As soon as she did, the frog changed into an Egyptian prince. He was dressed as the son of a pharaoh, and he proceeded to tell her his story. He told her of his life in the palace of his father and described all the important buildings and monuments of the pharaonic period. He described events that happened in the kingdom, as he had witnessed those events first as a prince and then as a frog.
Many of the beliefs presented in the story are the products of the author’s imagination, such as mermaids, nilemaids, underwater kingdoms, and talks with animals. A belief in sorcery, however, has always existed. The novel is ultimately a moral story. It emphasizes that criminals are caught and that they pay for their crimes.
About the Author
Fernand W. Dahan is an 85-year-old retired architect.
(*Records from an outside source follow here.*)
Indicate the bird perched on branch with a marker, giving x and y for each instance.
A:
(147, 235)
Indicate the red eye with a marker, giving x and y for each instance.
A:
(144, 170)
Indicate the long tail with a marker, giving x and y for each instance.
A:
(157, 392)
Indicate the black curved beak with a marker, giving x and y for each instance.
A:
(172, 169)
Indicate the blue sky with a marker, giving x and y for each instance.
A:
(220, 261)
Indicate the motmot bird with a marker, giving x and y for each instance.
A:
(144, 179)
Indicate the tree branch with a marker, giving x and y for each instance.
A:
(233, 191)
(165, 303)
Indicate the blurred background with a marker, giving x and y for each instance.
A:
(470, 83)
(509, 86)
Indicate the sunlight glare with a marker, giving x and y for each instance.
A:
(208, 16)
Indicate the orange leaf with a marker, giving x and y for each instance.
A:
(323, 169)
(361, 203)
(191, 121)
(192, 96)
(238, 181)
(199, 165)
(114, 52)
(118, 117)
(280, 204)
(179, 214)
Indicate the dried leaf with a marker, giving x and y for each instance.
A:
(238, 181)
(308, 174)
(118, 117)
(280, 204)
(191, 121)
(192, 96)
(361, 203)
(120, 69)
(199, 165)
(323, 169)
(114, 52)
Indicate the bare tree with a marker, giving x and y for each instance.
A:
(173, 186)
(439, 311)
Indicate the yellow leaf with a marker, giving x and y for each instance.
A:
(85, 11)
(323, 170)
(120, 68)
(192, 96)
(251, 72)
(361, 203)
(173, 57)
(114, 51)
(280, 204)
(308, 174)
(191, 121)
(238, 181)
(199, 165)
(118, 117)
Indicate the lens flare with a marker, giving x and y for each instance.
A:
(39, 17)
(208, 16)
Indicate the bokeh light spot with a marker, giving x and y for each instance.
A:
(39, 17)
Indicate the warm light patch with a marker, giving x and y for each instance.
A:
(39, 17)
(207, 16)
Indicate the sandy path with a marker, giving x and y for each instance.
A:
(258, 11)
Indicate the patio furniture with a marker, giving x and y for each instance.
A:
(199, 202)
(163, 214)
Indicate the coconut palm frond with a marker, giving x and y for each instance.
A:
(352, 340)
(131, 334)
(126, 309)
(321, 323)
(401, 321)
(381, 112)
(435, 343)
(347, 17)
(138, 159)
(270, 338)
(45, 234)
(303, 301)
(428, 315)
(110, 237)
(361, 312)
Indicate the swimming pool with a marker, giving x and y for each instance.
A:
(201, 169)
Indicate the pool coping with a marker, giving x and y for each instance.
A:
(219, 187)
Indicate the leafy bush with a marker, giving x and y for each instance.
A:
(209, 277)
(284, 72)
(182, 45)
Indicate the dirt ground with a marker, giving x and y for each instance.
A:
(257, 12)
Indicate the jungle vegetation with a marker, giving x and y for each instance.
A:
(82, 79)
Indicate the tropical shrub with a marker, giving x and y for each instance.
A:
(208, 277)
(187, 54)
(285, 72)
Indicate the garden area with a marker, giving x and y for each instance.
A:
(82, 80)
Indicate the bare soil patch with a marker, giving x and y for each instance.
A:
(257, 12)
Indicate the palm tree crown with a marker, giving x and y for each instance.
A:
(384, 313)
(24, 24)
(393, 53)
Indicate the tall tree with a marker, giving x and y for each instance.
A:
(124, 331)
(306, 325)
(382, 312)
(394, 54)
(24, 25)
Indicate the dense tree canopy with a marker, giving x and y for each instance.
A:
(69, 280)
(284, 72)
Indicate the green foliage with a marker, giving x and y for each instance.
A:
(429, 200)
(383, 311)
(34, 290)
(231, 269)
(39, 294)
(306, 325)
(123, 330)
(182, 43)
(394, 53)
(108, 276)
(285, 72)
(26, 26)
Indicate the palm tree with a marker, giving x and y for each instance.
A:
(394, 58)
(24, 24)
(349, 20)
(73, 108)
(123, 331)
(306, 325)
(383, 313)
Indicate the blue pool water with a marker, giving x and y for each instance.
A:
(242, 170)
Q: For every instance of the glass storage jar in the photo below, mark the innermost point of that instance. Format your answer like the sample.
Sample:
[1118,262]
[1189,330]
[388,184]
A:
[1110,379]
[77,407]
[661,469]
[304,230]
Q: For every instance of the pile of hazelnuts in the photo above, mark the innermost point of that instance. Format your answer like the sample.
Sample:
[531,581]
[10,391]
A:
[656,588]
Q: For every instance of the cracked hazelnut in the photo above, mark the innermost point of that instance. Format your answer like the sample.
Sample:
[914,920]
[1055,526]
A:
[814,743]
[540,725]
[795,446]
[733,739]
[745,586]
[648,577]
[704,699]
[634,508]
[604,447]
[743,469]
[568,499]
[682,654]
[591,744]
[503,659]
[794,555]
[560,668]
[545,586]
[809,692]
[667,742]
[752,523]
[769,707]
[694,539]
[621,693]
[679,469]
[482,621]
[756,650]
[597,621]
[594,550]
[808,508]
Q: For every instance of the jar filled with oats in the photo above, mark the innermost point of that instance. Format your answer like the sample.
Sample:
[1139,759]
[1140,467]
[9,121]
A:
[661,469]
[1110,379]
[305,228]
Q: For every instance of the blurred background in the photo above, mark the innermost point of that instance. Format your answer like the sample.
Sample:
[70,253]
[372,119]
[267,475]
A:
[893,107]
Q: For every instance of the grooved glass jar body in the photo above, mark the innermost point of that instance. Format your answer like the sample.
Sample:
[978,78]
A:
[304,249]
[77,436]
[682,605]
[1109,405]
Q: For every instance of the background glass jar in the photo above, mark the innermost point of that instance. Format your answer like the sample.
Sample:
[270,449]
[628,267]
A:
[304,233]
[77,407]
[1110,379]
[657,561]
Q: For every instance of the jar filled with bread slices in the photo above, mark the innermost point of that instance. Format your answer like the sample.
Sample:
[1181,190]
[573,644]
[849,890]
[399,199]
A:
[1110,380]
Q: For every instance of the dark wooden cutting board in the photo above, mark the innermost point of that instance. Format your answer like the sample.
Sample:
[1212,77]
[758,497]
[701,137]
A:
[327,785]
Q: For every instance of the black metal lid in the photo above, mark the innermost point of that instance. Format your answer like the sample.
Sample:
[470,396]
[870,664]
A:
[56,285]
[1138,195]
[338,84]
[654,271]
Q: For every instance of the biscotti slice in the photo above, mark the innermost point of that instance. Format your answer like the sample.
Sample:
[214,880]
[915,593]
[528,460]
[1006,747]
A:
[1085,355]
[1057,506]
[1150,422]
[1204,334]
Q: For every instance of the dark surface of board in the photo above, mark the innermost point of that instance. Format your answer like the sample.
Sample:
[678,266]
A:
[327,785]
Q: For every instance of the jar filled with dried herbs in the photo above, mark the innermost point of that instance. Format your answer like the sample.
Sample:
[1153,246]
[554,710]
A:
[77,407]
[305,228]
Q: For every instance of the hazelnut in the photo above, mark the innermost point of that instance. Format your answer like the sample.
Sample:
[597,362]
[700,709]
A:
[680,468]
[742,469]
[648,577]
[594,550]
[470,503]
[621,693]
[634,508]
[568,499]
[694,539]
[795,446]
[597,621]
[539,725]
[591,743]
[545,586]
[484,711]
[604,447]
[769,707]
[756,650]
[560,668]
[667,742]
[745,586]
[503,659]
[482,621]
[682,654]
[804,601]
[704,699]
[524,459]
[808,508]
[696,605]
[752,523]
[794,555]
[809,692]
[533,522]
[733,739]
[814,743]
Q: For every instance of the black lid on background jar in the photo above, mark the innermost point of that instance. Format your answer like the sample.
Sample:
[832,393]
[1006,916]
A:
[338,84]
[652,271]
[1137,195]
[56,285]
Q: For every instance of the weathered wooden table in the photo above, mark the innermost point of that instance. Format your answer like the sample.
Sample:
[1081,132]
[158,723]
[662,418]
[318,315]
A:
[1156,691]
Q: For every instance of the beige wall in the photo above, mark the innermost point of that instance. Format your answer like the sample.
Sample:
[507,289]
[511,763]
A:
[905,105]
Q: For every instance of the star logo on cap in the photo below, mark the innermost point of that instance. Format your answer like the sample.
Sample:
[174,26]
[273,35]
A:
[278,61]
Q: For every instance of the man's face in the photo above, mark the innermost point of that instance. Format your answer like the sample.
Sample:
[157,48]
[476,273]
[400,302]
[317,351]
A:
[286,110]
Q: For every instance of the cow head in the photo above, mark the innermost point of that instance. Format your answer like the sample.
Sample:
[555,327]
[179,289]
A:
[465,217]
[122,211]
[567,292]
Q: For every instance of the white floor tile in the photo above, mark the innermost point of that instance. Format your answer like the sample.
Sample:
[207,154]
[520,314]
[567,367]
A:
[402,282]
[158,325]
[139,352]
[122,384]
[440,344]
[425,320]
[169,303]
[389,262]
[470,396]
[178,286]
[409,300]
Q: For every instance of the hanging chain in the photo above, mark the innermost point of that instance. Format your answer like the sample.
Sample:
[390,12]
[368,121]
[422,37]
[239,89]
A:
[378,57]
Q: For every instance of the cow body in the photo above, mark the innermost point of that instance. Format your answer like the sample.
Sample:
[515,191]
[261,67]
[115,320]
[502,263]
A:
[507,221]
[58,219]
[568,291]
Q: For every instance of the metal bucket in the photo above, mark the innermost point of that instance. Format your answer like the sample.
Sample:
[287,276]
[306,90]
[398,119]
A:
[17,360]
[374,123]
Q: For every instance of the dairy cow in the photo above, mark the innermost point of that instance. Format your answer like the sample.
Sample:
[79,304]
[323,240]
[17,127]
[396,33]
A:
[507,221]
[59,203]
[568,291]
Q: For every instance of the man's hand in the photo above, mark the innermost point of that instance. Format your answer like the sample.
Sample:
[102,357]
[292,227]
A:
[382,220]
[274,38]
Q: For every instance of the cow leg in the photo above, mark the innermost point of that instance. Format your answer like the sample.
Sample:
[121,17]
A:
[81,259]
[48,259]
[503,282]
He is an expert in the design of many types of laboratories. He had a bachelor’s degree of architecture and master’s degrees in city and regional planning, is a fellow of the American Institute of Architects, and was awarded many awards for his work in his field. He speaks English, French, Arabic and Spanish.
He was the author of “Laboratories: A Guide to Planning, Programming, and Design,” published by W.W. Norton. He also coauthored “The Public Service Career Program Plan, Planning Guide,” published by the Department of Labor in 1973, and many articles in the field of laboratories that were published in architecture and engineering publications. He was also the author of a theater play.
He has been a guest lecturer at Georgetown University and the American University in Cairo, Egypt, and he has lectured at several AIA national conventions, at a HVAC national convention, and at two international architectural conventions.
For almost 30 years he was involved in programming and designing all type of laboratories for the US Environmental Protection Agency when this newly-founded agency started to have its own laboratories.